US Secretary of Defense Pete Hegseth is facing mounting scrutiny after insisting he never saw survivors from a September 2 military strike in the Caribbean Sea before a second, deadly attack that legal experts say may constitute a war crime.
Speaking at a White House Cabinet meeting on Tuesday, Hegseth said he watched the first strike on an alleged drug-smuggling vessel “in real-time”, but did not witness the follow-up attack that killed two people clinging to the wreckage.
“As you can imagine, at the Department of War, we’ve got a lot of things to do, so I didn’t stick around… I moved on to my next meeting,” he said, using the Trump administration’s rebranded name for the Pentagon.
Hegseth maintained that the scene was obscured.
“I did not personally see survivors,” he said. “This is called the fog of war.”
He defended Admiral Frank Bradley, the special operations commander who ordered the second strike, calling his decision “the right call” to “eliminate the threat”.
But pressure for accountability is now expanding by the day.

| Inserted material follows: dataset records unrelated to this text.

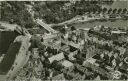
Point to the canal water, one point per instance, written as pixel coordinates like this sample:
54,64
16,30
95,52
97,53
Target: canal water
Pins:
116,23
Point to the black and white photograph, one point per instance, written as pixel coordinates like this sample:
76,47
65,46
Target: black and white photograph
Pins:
70,40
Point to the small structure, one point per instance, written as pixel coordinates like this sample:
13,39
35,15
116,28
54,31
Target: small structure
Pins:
7,36
67,64
57,57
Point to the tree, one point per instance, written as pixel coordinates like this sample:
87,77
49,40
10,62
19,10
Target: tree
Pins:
104,10
124,11
16,12
110,10
114,11
119,11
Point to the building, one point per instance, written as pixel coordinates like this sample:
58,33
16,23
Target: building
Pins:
7,36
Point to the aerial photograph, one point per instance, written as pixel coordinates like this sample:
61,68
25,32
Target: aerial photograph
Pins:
70,40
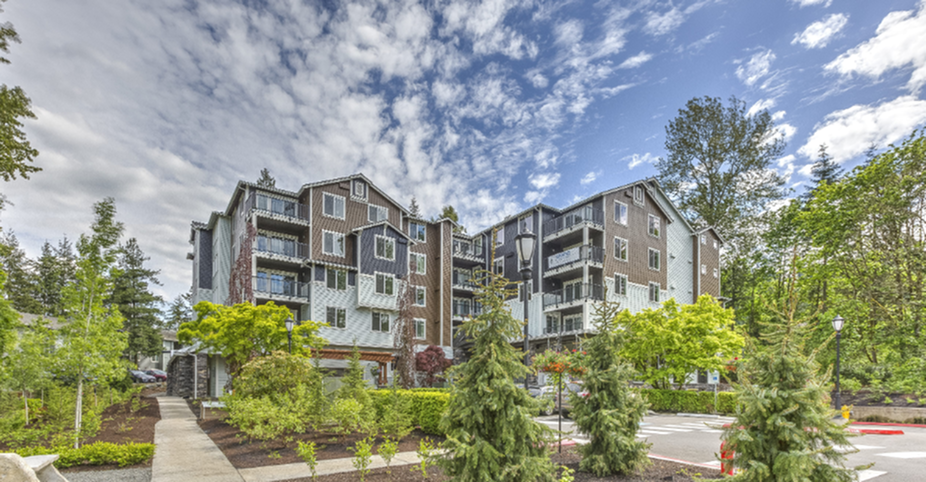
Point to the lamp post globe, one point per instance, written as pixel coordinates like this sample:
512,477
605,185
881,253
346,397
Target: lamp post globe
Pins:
525,243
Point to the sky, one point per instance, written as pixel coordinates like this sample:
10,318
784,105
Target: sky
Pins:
491,106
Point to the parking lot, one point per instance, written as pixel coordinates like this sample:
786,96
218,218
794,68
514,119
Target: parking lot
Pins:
896,458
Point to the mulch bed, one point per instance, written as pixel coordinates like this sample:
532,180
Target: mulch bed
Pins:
661,471
244,454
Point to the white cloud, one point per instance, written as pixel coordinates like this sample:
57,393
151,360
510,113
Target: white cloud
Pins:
635,61
756,67
637,159
849,132
819,34
897,43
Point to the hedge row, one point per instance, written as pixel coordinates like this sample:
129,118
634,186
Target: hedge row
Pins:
426,406
688,402
98,453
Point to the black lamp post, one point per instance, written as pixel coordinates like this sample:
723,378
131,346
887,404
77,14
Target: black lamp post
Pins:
525,244
289,333
837,325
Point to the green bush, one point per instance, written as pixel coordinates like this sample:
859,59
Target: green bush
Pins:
425,407
688,402
99,453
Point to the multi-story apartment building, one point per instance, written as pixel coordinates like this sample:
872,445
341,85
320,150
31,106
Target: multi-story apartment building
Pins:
337,251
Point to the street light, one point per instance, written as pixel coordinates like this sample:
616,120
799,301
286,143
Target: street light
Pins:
838,322
524,242
289,333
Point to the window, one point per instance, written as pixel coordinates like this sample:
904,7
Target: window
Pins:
333,205
654,255
336,317
620,213
385,284
419,263
377,213
337,278
385,248
654,225
359,189
333,243
420,296
526,224
380,322
417,232
620,284
654,292
620,249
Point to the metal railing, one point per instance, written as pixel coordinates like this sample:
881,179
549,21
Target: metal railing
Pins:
574,292
579,254
283,247
290,209
282,287
575,217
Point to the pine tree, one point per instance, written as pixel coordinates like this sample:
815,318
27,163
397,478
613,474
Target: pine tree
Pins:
490,433
135,301
611,413
784,427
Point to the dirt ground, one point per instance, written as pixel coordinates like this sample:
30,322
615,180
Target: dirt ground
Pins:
661,471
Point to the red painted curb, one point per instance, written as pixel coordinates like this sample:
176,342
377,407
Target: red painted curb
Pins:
891,424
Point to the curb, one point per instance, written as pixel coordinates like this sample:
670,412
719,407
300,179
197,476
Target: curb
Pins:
885,424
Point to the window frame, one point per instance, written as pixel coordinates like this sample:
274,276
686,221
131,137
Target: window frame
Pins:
336,198
386,239
343,244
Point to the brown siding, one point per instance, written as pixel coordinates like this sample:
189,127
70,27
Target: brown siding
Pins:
639,241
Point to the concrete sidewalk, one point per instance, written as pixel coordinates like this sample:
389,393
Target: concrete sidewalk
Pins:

Democratic lawmakers and legal scholars say the double-tap strike violates international law. US Senator Chris Van Hollen, referencing Hegseth’s former career as a Fox News host, posted:
“Secretary Talk Show Host may have been experiencing the ‘fog of war,’ but that doesn’t change the fact that this was an extrajudicial killing amounting to murder or a war crime… Pete Hegseth is unfit to serve. He must resign.”
The Washington Post reported that commanders ordered the second strike to comply with Hegseth’s directive that “no one be left alive”. The defense chief blasted the report as “fake news”, “fabricated”, and “inflammatory”.
Still, the Pentagon’s own manual explicitly calls orders to fire on shipwrecked survivors “clearly illegal”.
The deadly operation was part of the Trump administration’s sweeping anti-narcotics military campaign, which has already struck at least 22 vessels across the Caribbean and Eastern Pacific. At least 83 people have been killed, many with no publicly disclosed evidence linking them to drug trafficking, cartel activity, or any effort to reach the United States.
Legal experts warn that the US is now running an off-the-books killing program under the banner of drug interdiction, with almost none of the transparency required by domestic or international law.